Since 2000, when lawmakers allocated
$20 million for a five-year study to reduce waste, fraud and abuse in the insurance program, USDA officials have documented a better than 20 to 1 return on the $13 million they have invested in data mining. Data mining, or predictive analytics, is a statistical database technique that is useful for discovering anomalies that can be indicative of fraud.
For their data-mining studies, USDA officials use the services of experts at Tarleton State University's Center for Agribusiness Excellence. "While data-mining software has become more usable, it's still not as simple as [a Microsoft Corp.] Excel spreadsheet," said Lou Agosta, a principal analyst at Forrester Research Inc.
The USDA's risk management experts began their data-mining efforts in 2000. "We asked the person who works with our field folks to come up with a number of scenarios and then to reduce those to mathematical algorithms," Westmoreland said.

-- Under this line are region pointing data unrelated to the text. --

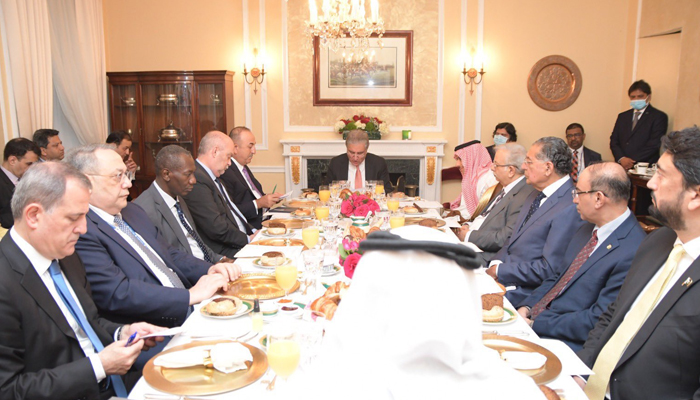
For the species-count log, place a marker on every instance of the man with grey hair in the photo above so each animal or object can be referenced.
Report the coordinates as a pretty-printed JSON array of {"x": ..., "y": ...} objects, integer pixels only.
[
  {"x": 240, "y": 183},
  {"x": 493, "y": 227},
  {"x": 134, "y": 274},
  {"x": 357, "y": 165},
  {"x": 535, "y": 250},
  {"x": 220, "y": 222},
  {"x": 53, "y": 343},
  {"x": 164, "y": 205}
]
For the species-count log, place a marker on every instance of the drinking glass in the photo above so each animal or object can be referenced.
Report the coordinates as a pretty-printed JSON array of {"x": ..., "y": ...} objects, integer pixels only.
[
  {"x": 324, "y": 193},
  {"x": 309, "y": 233},
  {"x": 397, "y": 219}
]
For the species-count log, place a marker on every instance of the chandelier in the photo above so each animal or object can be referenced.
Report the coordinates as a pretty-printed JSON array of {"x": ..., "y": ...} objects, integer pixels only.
[{"x": 344, "y": 19}]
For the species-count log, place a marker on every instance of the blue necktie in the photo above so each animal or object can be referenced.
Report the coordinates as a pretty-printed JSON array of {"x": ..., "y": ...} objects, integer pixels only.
[
  {"x": 79, "y": 316},
  {"x": 192, "y": 233}
]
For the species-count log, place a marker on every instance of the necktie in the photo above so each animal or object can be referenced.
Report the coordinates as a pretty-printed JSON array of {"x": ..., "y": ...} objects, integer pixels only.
[
  {"x": 157, "y": 262},
  {"x": 635, "y": 119},
  {"x": 240, "y": 219},
  {"x": 192, "y": 233},
  {"x": 580, "y": 259},
  {"x": 79, "y": 316},
  {"x": 574, "y": 170},
  {"x": 533, "y": 207},
  {"x": 250, "y": 182},
  {"x": 358, "y": 178},
  {"x": 495, "y": 201},
  {"x": 610, "y": 355}
]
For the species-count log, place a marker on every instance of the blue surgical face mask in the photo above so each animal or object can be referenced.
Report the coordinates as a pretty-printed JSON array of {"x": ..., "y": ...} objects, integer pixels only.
[
  {"x": 500, "y": 139},
  {"x": 638, "y": 104}
]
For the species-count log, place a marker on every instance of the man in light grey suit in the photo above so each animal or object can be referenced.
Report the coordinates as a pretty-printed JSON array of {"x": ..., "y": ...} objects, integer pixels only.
[
  {"x": 167, "y": 210},
  {"x": 493, "y": 227}
]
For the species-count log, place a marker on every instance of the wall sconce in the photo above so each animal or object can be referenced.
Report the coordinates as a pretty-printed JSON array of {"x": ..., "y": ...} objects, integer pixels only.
[
  {"x": 472, "y": 73},
  {"x": 257, "y": 75}
]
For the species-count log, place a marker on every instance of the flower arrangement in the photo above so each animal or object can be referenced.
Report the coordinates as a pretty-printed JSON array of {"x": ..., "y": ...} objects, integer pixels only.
[{"x": 374, "y": 127}]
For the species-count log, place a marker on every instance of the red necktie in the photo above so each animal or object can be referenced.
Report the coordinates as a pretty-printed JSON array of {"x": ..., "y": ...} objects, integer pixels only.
[{"x": 580, "y": 259}]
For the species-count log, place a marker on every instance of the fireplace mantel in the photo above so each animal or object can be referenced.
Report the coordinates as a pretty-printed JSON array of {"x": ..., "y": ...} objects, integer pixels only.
[{"x": 429, "y": 152}]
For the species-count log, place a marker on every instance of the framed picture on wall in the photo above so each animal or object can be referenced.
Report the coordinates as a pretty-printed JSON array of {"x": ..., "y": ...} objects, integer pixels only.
[{"x": 380, "y": 76}]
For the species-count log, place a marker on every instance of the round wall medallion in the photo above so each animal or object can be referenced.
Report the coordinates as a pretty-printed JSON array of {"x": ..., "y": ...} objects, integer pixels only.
[{"x": 554, "y": 83}]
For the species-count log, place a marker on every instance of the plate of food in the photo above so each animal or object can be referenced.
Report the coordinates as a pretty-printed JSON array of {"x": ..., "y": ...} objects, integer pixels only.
[{"x": 226, "y": 307}]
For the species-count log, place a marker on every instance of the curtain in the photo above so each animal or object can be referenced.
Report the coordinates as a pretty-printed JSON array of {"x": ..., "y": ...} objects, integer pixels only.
[
  {"x": 77, "y": 47},
  {"x": 29, "y": 49}
]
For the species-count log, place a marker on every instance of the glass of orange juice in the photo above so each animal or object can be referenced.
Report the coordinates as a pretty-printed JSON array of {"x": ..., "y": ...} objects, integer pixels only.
[
  {"x": 324, "y": 193},
  {"x": 397, "y": 219}
]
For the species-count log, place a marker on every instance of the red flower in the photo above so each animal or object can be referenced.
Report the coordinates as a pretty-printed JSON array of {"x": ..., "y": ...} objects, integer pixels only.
[{"x": 351, "y": 263}]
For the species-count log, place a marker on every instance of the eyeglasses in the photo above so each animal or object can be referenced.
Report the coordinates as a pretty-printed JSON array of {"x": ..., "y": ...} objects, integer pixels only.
[{"x": 575, "y": 193}]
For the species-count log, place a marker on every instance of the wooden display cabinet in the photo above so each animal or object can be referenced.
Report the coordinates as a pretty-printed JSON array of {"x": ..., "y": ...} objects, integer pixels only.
[{"x": 187, "y": 104}]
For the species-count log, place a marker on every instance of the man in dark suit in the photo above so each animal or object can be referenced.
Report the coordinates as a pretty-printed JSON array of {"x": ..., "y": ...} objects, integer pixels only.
[
  {"x": 545, "y": 226},
  {"x": 567, "y": 305},
  {"x": 134, "y": 274},
  {"x": 240, "y": 183},
  {"x": 581, "y": 156},
  {"x": 19, "y": 155},
  {"x": 53, "y": 344},
  {"x": 221, "y": 224},
  {"x": 165, "y": 207},
  {"x": 637, "y": 134},
  {"x": 357, "y": 165},
  {"x": 645, "y": 346},
  {"x": 493, "y": 227}
]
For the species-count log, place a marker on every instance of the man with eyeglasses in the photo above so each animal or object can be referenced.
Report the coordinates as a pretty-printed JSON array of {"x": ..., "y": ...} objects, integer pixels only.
[
  {"x": 492, "y": 228},
  {"x": 567, "y": 305},
  {"x": 581, "y": 156}
]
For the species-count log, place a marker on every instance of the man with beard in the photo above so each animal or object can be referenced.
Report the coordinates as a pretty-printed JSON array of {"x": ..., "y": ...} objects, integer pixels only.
[{"x": 646, "y": 344}]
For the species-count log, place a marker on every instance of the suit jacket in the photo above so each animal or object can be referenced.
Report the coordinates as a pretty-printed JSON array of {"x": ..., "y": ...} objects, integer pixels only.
[
  {"x": 215, "y": 221},
  {"x": 575, "y": 311},
  {"x": 375, "y": 169},
  {"x": 166, "y": 223},
  {"x": 662, "y": 360},
  {"x": 497, "y": 228},
  {"x": 240, "y": 193},
  {"x": 536, "y": 249},
  {"x": 123, "y": 286},
  {"x": 642, "y": 143},
  {"x": 7, "y": 189},
  {"x": 40, "y": 357}
]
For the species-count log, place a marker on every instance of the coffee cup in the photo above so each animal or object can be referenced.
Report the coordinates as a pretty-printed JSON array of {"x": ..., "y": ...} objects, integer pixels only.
[{"x": 641, "y": 168}]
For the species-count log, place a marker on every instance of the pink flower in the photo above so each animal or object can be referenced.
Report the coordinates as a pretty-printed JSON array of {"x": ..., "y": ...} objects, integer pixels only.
[{"x": 351, "y": 263}]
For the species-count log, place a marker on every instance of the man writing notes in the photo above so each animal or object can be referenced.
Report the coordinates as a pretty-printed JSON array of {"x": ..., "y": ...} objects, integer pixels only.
[
  {"x": 164, "y": 205},
  {"x": 240, "y": 183},
  {"x": 493, "y": 227},
  {"x": 581, "y": 156},
  {"x": 645, "y": 346},
  {"x": 357, "y": 165},
  {"x": 567, "y": 305},
  {"x": 134, "y": 274},
  {"x": 220, "y": 222},
  {"x": 53, "y": 344},
  {"x": 545, "y": 226}
]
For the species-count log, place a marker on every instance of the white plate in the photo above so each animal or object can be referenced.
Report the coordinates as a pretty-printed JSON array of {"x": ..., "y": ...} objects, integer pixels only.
[
  {"x": 509, "y": 316},
  {"x": 246, "y": 308}
]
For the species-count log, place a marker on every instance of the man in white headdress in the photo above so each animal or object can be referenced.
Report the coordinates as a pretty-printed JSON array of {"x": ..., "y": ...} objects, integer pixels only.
[{"x": 410, "y": 328}]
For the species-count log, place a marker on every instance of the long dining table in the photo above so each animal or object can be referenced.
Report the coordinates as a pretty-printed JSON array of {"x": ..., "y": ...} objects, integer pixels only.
[{"x": 198, "y": 327}]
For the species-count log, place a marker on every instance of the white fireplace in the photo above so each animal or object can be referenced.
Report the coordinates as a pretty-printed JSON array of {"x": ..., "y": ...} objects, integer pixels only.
[{"x": 429, "y": 152}]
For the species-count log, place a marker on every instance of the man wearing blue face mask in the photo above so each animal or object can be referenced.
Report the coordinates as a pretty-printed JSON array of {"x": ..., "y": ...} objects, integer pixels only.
[{"x": 638, "y": 131}]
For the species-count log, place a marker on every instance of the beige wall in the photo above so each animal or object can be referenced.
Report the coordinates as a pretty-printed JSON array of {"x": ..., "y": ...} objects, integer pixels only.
[{"x": 599, "y": 36}]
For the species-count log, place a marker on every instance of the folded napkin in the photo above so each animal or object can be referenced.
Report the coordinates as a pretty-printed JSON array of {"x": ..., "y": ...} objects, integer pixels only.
[{"x": 226, "y": 357}]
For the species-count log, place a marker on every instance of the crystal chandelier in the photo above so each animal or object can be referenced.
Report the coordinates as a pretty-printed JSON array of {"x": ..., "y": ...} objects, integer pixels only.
[{"x": 342, "y": 19}]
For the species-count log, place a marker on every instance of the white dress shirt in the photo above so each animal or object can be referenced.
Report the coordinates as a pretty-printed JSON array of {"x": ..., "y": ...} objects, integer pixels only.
[
  {"x": 170, "y": 202},
  {"x": 41, "y": 264}
]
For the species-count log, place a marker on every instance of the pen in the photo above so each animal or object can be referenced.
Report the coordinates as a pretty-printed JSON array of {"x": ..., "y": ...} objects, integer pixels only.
[{"x": 130, "y": 341}]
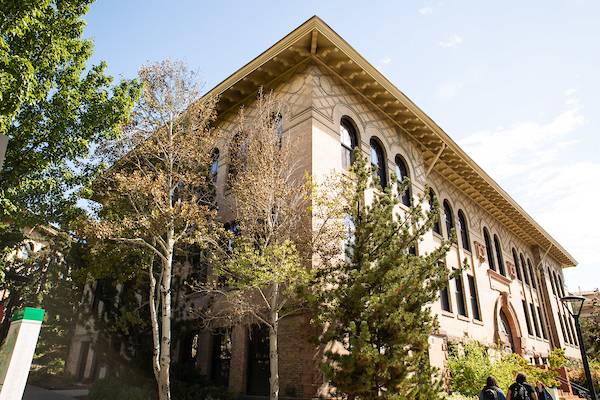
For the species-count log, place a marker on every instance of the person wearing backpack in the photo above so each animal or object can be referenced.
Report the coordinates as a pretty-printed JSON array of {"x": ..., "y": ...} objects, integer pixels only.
[
  {"x": 491, "y": 391},
  {"x": 521, "y": 390}
]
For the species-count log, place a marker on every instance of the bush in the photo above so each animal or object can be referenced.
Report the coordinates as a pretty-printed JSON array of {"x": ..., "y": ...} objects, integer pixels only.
[
  {"x": 117, "y": 389},
  {"x": 471, "y": 365}
]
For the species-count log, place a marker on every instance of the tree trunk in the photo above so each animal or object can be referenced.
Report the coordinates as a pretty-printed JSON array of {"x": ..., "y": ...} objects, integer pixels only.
[
  {"x": 164, "y": 384},
  {"x": 273, "y": 350}
]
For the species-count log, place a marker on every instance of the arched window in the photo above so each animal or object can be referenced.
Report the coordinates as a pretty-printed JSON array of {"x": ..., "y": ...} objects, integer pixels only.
[
  {"x": 532, "y": 275},
  {"x": 464, "y": 231},
  {"x": 525, "y": 273},
  {"x": 401, "y": 175},
  {"x": 378, "y": 161},
  {"x": 432, "y": 200},
  {"x": 561, "y": 288},
  {"x": 552, "y": 282},
  {"x": 448, "y": 218},
  {"x": 499, "y": 256},
  {"x": 349, "y": 139},
  {"x": 489, "y": 252},
  {"x": 517, "y": 265},
  {"x": 214, "y": 166}
]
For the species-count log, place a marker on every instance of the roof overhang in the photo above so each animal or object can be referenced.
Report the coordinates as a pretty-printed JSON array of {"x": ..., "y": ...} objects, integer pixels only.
[{"x": 315, "y": 41}]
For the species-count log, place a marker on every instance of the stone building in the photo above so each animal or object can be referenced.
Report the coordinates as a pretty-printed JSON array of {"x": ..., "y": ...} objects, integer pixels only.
[
  {"x": 508, "y": 296},
  {"x": 510, "y": 293}
]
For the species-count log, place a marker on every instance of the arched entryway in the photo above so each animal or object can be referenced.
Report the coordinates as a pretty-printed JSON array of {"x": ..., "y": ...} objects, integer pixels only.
[{"x": 508, "y": 331}]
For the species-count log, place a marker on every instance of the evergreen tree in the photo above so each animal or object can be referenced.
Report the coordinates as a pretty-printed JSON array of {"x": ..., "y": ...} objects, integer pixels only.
[{"x": 374, "y": 299}]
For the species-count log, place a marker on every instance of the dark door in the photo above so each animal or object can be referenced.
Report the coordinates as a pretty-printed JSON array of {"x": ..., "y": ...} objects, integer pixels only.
[
  {"x": 83, "y": 354},
  {"x": 258, "y": 361},
  {"x": 221, "y": 357}
]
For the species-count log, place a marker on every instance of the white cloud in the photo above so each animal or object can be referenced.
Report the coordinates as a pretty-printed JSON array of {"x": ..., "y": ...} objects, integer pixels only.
[
  {"x": 453, "y": 40},
  {"x": 448, "y": 90},
  {"x": 383, "y": 62},
  {"x": 425, "y": 11},
  {"x": 529, "y": 159}
]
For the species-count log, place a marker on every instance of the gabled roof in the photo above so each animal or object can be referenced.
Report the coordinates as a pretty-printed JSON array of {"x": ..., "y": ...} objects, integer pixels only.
[{"x": 315, "y": 41}]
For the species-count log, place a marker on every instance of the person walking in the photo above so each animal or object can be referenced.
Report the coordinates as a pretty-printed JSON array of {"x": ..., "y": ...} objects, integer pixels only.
[
  {"x": 521, "y": 390},
  {"x": 542, "y": 392},
  {"x": 491, "y": 391}
]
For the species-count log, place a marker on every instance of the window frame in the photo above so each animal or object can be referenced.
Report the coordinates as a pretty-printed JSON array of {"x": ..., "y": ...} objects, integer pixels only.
[
  {"x": 348, "y": 124},
  {"x": 380, "y": 168},
  {"x": 401, "y": 175}
]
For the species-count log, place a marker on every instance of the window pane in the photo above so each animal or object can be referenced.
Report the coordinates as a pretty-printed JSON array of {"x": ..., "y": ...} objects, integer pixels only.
[
  {"x": 460, "y": 296},
  {"x": 474, "y": 301},
  {"x": 488, "y": 249},
  {"x": 499, "y": 256}
]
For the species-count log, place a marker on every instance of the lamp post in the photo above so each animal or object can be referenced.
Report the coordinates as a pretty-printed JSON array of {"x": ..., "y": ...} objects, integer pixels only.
[{"x": 576, "y": 303}]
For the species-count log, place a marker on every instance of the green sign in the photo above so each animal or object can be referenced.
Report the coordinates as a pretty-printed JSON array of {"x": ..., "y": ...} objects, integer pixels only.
[{"x": 29, "y": 313}]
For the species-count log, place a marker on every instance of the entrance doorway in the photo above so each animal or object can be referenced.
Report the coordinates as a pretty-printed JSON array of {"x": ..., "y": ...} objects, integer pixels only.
[
  {"x": 258, "y": 361},
  {"x": 506, "y": 334}
]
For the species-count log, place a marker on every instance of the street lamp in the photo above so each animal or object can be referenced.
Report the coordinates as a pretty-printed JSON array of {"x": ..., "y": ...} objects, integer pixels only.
[{"x": 576, "y": 303}]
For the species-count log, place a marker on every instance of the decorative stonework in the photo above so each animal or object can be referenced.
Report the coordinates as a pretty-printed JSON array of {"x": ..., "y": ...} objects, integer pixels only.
[
  {"x": 512, "y": 271},
  {"x": 480, "y": 251}
]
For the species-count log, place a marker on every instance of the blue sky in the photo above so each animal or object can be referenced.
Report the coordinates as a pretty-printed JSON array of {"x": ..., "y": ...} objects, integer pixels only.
[{"x": 515, "y": 83}]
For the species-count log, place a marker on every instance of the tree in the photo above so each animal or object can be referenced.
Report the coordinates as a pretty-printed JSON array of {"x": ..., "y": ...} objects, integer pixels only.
[
  {"x": 159, "y": 193},
  {"x": 52, "y": 108},
  {"x": 373, "y": 302},
  {"x": 267, "y": 261}
]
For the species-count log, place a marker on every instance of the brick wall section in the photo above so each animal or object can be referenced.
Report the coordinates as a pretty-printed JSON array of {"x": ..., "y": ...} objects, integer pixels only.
[{"x": 298, "y": 359}]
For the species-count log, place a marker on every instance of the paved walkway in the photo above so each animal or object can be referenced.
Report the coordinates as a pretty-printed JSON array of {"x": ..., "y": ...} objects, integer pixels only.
[{"x": 37, "y": 393}]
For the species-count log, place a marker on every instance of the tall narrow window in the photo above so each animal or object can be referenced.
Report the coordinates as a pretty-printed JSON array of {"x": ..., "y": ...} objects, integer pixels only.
[
  {"x": 527, "y": 321},
  {"x": 448, "y": 218},
  {"x": 499, "y": 256},
  {"x": 535, "y": 321},
  {"x": 432, "y": 200},
  {"x": 378, "y": 161},
  {"x": 517, "y": 265},
  {"x": 464, "y": 231},
  {"x": 489, "y": 252},
  {"x": 573, "y": 330},
  {"x": 349, "y": 139},
  {"x": 532, "y": 275},
  {"x": 214, "y": 166},
  {"x": 474, "y": 299},
  {"x": 460, "y": 296},
  {"x": 543, "y": 323},
  {"x": 561, "y": 287},
  {"x": 525, "y": 273},
  {"x": 401, "y": 176},
  {"x": 552, "y": 282},
  {"x": 445, "y": 299},
  {"x": 562, "y": 327}
]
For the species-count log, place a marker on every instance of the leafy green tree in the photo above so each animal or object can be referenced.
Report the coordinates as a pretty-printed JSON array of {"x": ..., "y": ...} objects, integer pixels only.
[
  {"x": 53, "y": 107},
  {"x": 373, "y": 301}
]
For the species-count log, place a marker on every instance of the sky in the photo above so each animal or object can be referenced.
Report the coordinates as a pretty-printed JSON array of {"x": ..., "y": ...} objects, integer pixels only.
[{"x": 515, "y": 83}]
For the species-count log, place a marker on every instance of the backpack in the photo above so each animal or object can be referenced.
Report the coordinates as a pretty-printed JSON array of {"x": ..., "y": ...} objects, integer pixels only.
[
  {"x": 520, "y": 392},
  {"x": 490, "y": 394}
]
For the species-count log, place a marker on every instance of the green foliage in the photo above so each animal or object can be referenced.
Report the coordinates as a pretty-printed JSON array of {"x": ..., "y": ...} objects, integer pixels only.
[
  {"x": 471, "y": 364},
  {"x": 375, "y": 300},
  {"x": 121, "y": 389},
  {"x": 53, "y": 108}
]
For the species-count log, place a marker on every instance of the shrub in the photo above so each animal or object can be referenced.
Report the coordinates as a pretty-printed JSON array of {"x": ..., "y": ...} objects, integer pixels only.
[
  {"x": 117, "y": 389},
  {"x": 471, "y": 365}
]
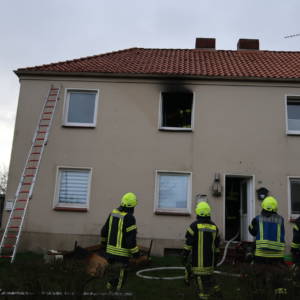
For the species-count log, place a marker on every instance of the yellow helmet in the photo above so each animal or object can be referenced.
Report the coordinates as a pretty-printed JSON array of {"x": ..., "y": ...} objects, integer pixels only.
[
  {"x": 203, "y": 209},
  {"x": 129, "y": 200},
  {"x": 269, "y": 204}
]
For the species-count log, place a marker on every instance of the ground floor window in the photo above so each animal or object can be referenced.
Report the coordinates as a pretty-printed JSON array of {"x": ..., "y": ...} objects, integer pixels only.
[
  {"x": 173, "y": 192},
  {"x": 72, "y": 188},
  {"x": 294, "y": 195}
]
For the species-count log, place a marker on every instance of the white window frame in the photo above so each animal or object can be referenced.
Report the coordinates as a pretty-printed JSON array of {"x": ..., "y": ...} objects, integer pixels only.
[
  {"x": 57, "y": 204},
  {"x": 185, "y": 211},
  {"x": 160, "y": 116},
  {"x": 66, "y": 107},
  {"x": 288, "y": 98},
  {"x": 291, "y": 215}
]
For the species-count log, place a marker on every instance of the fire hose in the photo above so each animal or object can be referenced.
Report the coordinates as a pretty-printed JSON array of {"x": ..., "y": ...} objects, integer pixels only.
[{"x": 140, "y": 273}]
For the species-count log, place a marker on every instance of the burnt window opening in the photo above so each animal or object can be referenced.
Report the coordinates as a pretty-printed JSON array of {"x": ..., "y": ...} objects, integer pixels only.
[{"x": 177, "y": 110}]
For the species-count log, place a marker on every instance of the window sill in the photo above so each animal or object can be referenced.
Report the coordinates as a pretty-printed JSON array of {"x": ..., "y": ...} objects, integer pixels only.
[
  {"x": 77, "y": 209},
  {"x": 293, "y": 219},
  {"x": 177, "y": 129},
  {"x": 79, "y": 125},
  {"x": 172, "y": 213},
  {"x": 293, "y": 133}
]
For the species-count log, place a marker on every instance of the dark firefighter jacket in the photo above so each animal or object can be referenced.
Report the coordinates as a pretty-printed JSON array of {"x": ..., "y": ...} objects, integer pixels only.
[
  {"x": 268, "y": 230},
  {"x": 119, "y": 234},
  {"x": 202, "y": 238},
  {"x": 295, "y": 246}
]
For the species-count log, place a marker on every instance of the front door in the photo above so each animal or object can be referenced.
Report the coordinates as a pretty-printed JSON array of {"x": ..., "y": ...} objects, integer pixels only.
[{"x": 239, "y": 206}]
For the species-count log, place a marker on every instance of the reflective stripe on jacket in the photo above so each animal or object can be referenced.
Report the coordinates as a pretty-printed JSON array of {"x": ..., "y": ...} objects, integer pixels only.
[{"x": 295, "y": 245}]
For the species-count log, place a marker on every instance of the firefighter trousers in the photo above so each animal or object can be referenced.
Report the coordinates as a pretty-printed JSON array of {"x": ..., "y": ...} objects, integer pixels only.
[
  {"x": 207, "y": 287},
  {"x": 116, "y": 276}
]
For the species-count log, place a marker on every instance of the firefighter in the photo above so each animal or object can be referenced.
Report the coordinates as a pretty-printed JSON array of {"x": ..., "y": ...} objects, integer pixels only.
[
  {"x": 118, "y": 237},
  {"x": 202, "y": 239},
  {"x": 295, "y": 250},
  {"x": 268, "y": 230}
]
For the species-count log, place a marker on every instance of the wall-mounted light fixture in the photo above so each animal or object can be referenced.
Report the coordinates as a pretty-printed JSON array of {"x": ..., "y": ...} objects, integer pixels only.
[
  {"x": 216, "y": 186},
  {"x": 262, "y": 193}
]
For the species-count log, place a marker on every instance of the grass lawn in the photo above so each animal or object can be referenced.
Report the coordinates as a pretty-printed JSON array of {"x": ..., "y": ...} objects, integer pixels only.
[{"x": 29, "y": 273}]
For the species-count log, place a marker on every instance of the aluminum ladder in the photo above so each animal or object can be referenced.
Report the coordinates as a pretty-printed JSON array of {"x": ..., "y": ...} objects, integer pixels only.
[{"x": 11, "y": 236}]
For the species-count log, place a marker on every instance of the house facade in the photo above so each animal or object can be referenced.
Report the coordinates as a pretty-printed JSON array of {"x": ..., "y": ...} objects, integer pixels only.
[{"x": 172, "y": 125}]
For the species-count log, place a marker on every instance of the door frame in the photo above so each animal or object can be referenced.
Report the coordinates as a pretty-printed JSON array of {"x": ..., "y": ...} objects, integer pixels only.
[{"x": 251, "y": 190}]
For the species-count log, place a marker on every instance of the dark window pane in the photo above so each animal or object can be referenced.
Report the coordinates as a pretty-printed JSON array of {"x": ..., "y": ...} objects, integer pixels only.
[
  {"x": 293, "y": 109},
  {"x": 177, "y": 110},
  {"x": 295, "y": 195},
  {"x": 81, "y": 107}
]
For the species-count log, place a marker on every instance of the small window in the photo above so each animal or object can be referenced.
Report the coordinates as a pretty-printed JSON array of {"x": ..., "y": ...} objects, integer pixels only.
[
  {"x": 176, "y": 111},
  {"x": 295, "y": 196},
  {"x": 173, "y": 192},
  {"x": 293, "y": 115},
  {"x": 73, "y": 187},
  {"x": 81, "y": 107}
]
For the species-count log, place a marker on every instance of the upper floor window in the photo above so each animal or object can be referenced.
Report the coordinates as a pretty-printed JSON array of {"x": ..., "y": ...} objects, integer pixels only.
[
  {"x": 72, "y": 188},
  {"x": 173, "y": 192},
  {"x": 176, "y": 111},
  {"x": 81, "y": 108},
  {"x": 294, "y": 195},
  {"x": 293, "y": 115}
]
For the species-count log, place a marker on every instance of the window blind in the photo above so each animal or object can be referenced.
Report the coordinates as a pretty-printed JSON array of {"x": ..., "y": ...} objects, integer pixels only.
[{"x": 73, "y": 186}]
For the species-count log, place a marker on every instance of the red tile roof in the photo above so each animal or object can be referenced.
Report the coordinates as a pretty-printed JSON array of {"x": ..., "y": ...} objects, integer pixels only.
[{"x": 182, "y": 62}]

The algorithms could spot policyholders who reported highly unusual crop losses.
"We were able to demonstrate rather quickly that, with data mining applied to a merged database, we could find things that could not be found any other way," said Alan Friedman, president and chief executive officer of Planning Systems Inc., which makes the data-mining software used in the studies.
Westmoreland said unusual findings prove nothing, so USDA officials typically investigate abnormalities by sending letters to farmers who report unusual crop losses. The letter states that a field inspector will visit the farm, and that usually prompts wrongdoers to drop any fraudulent claims for that year and subsequent years, Westmoreland said.
In the past few years, agency officials paid about $3 billion a year for legitimate crop loss claims, Westmoreland said. But data mining has shown that about 1,800 out of 1.5 million people enrolled in the crop insurance program attempt to file fraudulent claims.
Before officials discovered data mining, the USDA typically lost about $7 million a year from fraudulent claims. Officials tried to recover the money, but litigation is difficult and time-consuming, Westmoreland said.
"We would rather people make sure they file a valid claim and get paid for a valid claim than try to rectify claims that may have been invalid," he said. "It just works out better for everyone involved."